Описание к видео UNIT 2: (MIS)REPRESENTATIONS - WITH MAEN HAMMAD, RUBA AKKAD, ZEYAD AL NABOLSY, and AUGIE FALLER

These two texts are both indexed to the Israeli invasion of Lebanon in 1982, whose stated purpose was to destroy the Palestine Liberation Organization (PLO). But they also raise broader issues about truth, narrative, discourse, and propaganda (and the parallels to Israel’s war on Gaza in 2023 are uncanny). Chomsky’s chapter situates the invasion of Lebanon in the context of a history of ethnic cleansing of Palestinians and the attempt to drive them further and further away from the borders of Israel.
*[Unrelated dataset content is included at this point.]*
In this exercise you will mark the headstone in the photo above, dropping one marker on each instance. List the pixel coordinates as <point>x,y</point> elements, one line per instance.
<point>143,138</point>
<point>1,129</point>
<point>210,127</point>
He dismantles painstakingly and piece by piece the official Israeli justification for the invasion and the mass killing of civilians. With meticulous scholarship
drawing on dozens of sources, notably from the Israeli Hebrew press (which Chomsky often observes provides a more accurate and complete picture than mainstream Western media), he demonstrates through “a close look at the facts” that the reality of the invasion was systematically distorted in US coverage. In his essay, Said takes on a number of issues, including the ways in which western propaganda about Israel shapes perceptions and the Palestinian narrative is nearly absent from public discourse. Despite saying that US policy-makers are incapable of stating the “simple facts,” Said also insists that: “The facts do not at all speak for themselves, but require a socially acceptable narrative to absorb, sustain and circulate them.” Although broadly in agreement with Chomsky when it comes to his conclusions, he takes issue with him on a number of background assumptions.